El desafío no es pequeño. Por más que nuestros presidentes recientes protesten agriamente por la crítica que se observa en parte de la prensa nacional, el fenómeno es sólo de las últimas décadas. En contraste con la libertad de expresión que siempre existió en muchas sociedades sudamericanas, incluso en medio de dictaduras y gobiernos autoritarios, en México el viejo sistema construyó toda una forma de conquistar las mentes que tuvo el efecto de crear verdades oficiales, un discurso de lo aceptable (e inaceptable), ideas reprobables y una noción muy peculiar del bien y del mal. Los diversos medios de comunicación eran instrumentos del poder y servían para hacer avanzar sus propósitos a cambio, desde luego, de beneficios constantes y sonantes: negociación con y para el poder. Aquellas prácticas, ya en nuestros días, distorsionaron tanto el ejercicio de la libertad y la organización de la sociedad, como a los propios medios de comunicación, que nunca están lejos de la extorsión.

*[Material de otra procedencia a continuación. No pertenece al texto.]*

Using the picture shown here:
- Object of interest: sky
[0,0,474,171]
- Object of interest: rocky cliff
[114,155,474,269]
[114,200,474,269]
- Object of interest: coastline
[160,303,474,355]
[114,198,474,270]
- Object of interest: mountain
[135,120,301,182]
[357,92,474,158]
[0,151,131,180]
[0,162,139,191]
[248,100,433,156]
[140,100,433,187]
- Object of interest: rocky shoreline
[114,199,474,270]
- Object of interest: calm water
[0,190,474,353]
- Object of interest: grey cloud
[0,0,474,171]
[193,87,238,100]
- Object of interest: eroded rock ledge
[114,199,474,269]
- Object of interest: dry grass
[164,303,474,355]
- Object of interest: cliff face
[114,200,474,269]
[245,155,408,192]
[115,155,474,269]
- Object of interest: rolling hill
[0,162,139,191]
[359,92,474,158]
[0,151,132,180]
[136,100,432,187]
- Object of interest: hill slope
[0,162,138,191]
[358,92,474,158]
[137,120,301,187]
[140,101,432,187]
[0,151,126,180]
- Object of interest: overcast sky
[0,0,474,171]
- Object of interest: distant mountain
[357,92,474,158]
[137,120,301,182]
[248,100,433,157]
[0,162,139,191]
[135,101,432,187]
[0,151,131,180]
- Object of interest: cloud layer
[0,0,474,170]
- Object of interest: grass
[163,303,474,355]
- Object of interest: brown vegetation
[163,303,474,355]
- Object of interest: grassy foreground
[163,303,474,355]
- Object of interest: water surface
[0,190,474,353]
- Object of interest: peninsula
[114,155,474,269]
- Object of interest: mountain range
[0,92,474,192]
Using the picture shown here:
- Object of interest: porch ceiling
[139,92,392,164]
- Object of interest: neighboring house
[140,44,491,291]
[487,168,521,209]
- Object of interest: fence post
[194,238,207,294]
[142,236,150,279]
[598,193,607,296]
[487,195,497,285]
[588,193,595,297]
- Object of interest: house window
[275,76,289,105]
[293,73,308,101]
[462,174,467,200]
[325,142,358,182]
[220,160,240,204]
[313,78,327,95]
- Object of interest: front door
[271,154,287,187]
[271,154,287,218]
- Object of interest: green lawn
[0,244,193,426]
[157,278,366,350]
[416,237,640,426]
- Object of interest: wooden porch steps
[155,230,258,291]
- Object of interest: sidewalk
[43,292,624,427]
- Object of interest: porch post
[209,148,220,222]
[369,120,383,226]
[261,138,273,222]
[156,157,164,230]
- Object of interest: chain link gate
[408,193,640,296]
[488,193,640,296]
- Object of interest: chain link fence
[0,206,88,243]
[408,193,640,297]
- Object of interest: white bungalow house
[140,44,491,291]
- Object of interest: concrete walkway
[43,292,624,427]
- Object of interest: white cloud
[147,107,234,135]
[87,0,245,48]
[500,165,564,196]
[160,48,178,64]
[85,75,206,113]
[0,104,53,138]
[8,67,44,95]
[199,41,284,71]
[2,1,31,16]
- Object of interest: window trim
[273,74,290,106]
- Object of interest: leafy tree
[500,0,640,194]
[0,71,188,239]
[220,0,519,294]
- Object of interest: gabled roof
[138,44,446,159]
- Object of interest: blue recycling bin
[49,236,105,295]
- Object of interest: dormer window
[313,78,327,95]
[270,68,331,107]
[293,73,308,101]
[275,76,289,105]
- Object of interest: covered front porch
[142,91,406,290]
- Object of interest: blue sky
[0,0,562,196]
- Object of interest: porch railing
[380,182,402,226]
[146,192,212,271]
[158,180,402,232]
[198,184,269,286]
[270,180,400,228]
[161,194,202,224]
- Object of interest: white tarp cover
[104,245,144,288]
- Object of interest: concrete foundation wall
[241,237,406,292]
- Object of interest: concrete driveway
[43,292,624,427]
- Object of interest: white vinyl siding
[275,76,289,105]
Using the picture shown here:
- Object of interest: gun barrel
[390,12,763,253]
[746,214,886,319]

El viejo sistema empezó a debilitarse en su legitimidad y capacidad de control desde finales de la década de 1960, pero ha tomado dos o tres generaciones para quitarse todo ese cochambre histórico, permitiendo que la sociedad mexicana despierte, ya sin las amarras ideológicas de antaño. Una vez que este proceso cobre forma, será imparable y, a la vez, diverso y disperso, pues así es la geografía y sociedad misma: sin reglas, con un Estado de derecho caprichoso y manipulable y con intereses profundamente encontrados.

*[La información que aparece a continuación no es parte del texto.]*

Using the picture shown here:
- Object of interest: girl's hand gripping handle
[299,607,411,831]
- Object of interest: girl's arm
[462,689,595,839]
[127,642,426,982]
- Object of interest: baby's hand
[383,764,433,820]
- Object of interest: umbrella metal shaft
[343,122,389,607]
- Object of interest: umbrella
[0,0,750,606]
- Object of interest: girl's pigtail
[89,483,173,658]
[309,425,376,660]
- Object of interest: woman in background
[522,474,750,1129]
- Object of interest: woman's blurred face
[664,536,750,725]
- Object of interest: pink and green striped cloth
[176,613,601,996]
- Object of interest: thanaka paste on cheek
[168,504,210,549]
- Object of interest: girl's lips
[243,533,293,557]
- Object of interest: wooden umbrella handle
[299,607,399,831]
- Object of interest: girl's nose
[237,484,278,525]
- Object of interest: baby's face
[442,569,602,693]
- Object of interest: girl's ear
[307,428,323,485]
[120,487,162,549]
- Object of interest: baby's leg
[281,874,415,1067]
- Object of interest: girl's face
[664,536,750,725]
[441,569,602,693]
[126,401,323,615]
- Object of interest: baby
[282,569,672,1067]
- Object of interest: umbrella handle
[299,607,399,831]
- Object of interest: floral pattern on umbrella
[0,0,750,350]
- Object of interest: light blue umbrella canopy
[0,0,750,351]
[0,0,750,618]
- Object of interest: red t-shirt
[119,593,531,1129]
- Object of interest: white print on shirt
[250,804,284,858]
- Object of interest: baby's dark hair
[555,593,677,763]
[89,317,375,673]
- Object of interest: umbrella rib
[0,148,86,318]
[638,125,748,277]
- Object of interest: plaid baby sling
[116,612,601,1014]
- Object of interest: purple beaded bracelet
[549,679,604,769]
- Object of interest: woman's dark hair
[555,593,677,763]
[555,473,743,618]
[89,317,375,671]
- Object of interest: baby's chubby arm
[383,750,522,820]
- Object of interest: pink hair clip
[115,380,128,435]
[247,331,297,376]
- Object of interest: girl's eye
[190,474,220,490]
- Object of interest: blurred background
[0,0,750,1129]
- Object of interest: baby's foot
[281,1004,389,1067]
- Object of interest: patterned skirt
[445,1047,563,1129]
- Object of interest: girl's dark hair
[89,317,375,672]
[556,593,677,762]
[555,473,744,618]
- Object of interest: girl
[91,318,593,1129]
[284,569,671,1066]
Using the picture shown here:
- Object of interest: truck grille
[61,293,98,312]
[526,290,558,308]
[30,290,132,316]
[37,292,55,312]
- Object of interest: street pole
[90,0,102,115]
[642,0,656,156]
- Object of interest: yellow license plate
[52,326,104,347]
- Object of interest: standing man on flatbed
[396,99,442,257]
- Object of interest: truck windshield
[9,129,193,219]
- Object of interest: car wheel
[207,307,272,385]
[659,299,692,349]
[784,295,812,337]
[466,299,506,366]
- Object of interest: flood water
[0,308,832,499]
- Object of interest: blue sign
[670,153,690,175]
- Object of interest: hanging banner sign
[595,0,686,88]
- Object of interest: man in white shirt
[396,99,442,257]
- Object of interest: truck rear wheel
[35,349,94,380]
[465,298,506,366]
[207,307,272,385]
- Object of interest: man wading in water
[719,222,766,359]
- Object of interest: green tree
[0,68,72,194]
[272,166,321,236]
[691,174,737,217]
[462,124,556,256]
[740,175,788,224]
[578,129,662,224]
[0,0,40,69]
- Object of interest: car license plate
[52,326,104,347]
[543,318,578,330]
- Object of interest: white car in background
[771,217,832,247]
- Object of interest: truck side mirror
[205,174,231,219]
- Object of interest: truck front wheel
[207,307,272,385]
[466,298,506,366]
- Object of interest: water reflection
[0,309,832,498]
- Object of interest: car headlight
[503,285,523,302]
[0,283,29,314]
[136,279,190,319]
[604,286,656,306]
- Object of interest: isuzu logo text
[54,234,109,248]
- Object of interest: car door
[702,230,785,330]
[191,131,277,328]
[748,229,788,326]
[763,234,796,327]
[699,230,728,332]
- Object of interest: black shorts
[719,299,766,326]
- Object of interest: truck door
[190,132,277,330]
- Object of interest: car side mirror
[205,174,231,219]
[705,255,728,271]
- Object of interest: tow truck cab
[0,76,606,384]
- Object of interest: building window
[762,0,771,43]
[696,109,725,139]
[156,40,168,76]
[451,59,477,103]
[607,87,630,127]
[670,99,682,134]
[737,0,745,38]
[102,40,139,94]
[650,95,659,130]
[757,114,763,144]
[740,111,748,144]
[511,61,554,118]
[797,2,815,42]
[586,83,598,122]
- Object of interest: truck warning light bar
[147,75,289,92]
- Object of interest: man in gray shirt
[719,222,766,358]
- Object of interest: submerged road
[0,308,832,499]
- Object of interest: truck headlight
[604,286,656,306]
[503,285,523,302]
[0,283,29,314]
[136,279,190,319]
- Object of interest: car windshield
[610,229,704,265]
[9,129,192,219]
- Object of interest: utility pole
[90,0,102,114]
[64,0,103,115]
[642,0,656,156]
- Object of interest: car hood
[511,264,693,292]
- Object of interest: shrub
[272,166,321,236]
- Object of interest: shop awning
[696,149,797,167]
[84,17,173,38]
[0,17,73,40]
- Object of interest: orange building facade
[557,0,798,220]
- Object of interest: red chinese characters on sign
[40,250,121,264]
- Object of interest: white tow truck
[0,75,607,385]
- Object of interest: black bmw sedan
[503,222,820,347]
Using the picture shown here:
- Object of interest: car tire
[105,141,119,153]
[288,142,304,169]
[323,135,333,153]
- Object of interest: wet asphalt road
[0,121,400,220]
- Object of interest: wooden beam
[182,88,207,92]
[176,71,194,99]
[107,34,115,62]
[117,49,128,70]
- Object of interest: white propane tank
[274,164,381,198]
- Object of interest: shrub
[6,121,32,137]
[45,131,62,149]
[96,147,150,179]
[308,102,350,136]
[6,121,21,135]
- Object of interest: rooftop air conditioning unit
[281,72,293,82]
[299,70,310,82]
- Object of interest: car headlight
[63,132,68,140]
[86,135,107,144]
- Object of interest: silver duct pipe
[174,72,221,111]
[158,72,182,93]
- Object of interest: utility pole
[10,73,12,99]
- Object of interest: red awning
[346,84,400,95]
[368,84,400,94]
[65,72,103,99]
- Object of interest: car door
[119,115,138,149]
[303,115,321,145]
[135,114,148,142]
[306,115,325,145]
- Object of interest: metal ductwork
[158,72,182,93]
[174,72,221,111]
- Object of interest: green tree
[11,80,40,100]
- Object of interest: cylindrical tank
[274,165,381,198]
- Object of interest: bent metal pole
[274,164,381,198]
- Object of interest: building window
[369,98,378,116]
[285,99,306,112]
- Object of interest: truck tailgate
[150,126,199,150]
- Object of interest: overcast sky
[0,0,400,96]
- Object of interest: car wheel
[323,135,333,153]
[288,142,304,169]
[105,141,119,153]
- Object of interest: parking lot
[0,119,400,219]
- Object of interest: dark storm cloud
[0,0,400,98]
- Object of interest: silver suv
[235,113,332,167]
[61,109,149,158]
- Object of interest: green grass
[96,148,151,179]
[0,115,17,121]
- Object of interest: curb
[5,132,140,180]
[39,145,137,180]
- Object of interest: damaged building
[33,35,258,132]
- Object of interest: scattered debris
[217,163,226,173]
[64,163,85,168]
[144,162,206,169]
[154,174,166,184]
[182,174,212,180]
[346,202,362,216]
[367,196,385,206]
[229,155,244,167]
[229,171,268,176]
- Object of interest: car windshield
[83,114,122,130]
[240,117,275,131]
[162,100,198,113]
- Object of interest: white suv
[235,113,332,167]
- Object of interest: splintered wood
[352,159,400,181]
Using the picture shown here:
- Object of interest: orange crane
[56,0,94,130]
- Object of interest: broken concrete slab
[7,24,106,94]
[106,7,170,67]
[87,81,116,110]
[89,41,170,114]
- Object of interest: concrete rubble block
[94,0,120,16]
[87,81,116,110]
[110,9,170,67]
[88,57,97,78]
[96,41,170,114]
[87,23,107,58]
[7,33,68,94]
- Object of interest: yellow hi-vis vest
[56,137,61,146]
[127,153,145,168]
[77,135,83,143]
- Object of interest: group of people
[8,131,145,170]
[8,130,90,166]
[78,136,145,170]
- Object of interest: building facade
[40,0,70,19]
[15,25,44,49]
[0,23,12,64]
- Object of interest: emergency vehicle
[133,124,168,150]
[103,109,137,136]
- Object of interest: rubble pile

Ejemplos sobran y son del más diverso orden: mujeres que, a fuer de buscar a sus desaparecidos, acabaron creando organizaciones dedicadas a la búsqueda de fosas anónimas; campesinos organizados para defender sus tierras de criminales que talan sus bosques y les roban su patrimonio; empresarios que se organizan y resuelven problemas que el gobierno ignora, como el brutal choque de demanda que experimentó el país este año; partidos políticos que comienzan a escuchar a la ciudadanía, en lugar de procurar imponerse, para recobrar su confianza; organizaciones analíticas que proponen soluciones a los problemas nacionales; entidades religiosas que defienden los derechos humanos; grupos dentro del partido gubernamental que se organizan para empujar sus agendas, al margen del presidente.

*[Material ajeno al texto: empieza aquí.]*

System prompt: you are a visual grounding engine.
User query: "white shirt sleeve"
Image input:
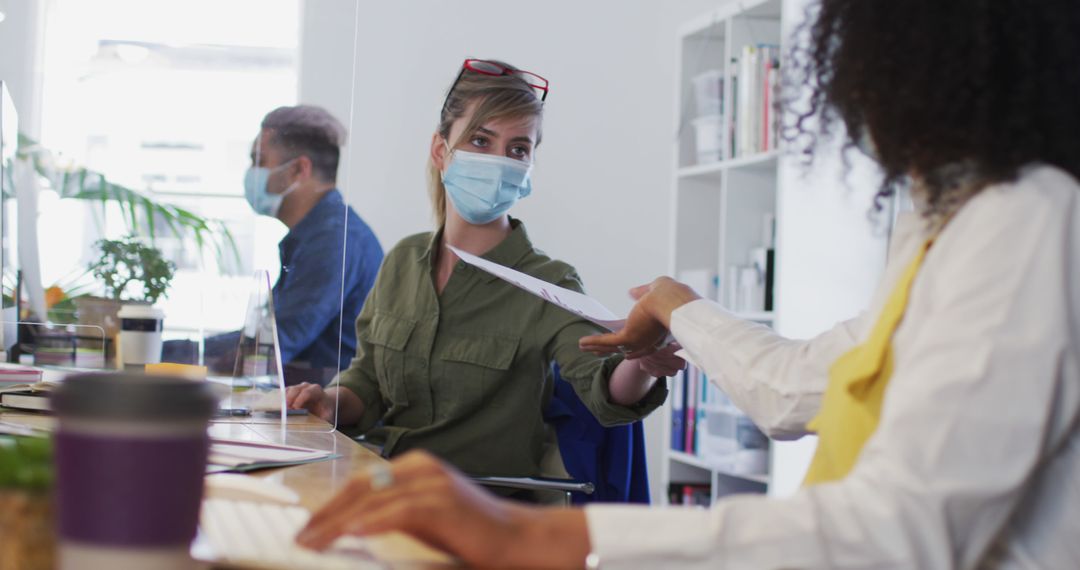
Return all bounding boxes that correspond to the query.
[586,167,1080,569]
[672,299,861,438]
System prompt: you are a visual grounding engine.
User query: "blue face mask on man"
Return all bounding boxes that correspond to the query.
[443,145,532,226]
[244,161,299,217]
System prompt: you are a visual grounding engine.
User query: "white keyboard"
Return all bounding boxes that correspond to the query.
[192,499,383,570]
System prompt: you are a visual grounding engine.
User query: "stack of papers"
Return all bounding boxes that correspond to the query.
[446,245,697,366]
[206,438,338,473]
[0,363,42,384]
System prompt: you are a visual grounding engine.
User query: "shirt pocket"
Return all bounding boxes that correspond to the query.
[365,312,416,406]
[438,334,521,411]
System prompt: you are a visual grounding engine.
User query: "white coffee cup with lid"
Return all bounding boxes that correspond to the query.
[117,304,165,366]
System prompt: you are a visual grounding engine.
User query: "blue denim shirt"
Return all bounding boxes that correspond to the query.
[273,189,382,369]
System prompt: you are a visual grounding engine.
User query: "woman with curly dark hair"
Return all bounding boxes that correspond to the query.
[291,0,1080,569]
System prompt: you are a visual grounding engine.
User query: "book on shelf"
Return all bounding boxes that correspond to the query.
[729,43,780,158]
[0,363,42,386]
[667,483,713,506]
[0,390,52,411]
[671,366,769,475]
[0,381,57,411]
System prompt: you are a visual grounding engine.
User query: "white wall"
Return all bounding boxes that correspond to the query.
[0,0,44,136]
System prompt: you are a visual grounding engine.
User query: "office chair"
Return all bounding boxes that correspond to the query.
[473,366,649,505]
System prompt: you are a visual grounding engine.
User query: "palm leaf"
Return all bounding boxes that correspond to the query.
[17,133,240,267]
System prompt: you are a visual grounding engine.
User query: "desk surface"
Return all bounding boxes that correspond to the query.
[0,408,450,568]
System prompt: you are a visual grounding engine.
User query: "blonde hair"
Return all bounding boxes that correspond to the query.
[428,59,543,228]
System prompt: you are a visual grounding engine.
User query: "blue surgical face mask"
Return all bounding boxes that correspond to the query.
[443,145,532,226]
[244,161,298,217]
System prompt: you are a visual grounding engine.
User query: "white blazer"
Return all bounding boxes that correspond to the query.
[586,166,1080,570]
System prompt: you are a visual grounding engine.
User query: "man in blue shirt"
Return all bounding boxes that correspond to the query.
[244,105,382,375]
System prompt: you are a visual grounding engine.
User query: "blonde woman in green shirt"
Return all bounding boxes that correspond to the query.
[287,59,683,476]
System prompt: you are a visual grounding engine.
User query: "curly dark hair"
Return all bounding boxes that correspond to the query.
[785,0,1080,215]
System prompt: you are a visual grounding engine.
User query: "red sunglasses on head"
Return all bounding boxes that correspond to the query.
[443,59,548,110]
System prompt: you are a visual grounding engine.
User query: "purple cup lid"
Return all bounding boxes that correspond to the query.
[51,371,217,421]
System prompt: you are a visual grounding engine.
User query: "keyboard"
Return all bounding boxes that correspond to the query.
[192,499,384,570]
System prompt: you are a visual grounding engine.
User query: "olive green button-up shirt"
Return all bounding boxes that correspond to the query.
[336,220,667,476]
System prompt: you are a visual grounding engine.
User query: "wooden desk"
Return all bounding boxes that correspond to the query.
[0,408,456,569]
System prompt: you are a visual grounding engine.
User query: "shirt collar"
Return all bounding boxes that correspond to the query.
[419,218,532,281]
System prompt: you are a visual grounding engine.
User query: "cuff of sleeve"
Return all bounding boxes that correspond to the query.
[671,299,746,364]
[327,370,382,429]
[585,504,715,570]
[586,356,667,426]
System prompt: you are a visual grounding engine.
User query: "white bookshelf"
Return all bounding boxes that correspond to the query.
[661,0,784,502]
[650,0,887,502]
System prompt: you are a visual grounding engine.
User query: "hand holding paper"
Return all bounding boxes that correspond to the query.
[447,245,692,359]
[446,245,625,330]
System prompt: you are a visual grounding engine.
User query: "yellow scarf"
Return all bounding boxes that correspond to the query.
[802,238,934,485]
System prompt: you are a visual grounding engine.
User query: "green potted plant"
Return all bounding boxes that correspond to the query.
[75,235,176,364]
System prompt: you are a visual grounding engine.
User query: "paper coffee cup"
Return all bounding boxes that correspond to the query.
[117,304,165,366]
[52,372,217,570]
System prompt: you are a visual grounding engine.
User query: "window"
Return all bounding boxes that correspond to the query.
[39,0,300,337]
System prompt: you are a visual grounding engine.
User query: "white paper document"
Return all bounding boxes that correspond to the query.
[447,245,626,331]
[446,245,693,364]
[208,437,336,471]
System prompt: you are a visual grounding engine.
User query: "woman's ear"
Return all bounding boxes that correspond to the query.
[431,133,449,172]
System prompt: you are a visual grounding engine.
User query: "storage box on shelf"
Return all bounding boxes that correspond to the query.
[661,0,783,504]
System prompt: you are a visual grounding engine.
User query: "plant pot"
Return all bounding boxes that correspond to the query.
[75,295,123,339]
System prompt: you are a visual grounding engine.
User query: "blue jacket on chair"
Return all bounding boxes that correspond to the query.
[544,367,649,504]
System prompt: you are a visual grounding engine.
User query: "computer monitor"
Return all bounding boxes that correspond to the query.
[0,81,18,359]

El punto es muy simple: los momentos de crisis, recesión, polarización y conflicto son caldo de cultivo natural para el surgimiento de iniciativas y organizaciones sociales. Cada una es distinta: algunas son de derecha, otras de izquierda, algunas proponen soluciones, otras demandan respuestas; algunas son profundamente reaccionarias —de cualquier color— e invitan a acciones ilegales. El conjunto ilustra a una sociedad que despierta y que está decidida a impedir que su futuro quede en manos de burócratas y políticos con agendas que nada tienen que ver con su interés, sea éste particular o colectivo.
Vienen tiempos complejos donde el interés por
ganar las elecciones a cualquier precio se va a contraponer con las necesidades
y demandas de una sociedad cada vez más dispuesta a sacar la cabeza. Triunfará
quien anteponga el futuro sobre su interés inmediato.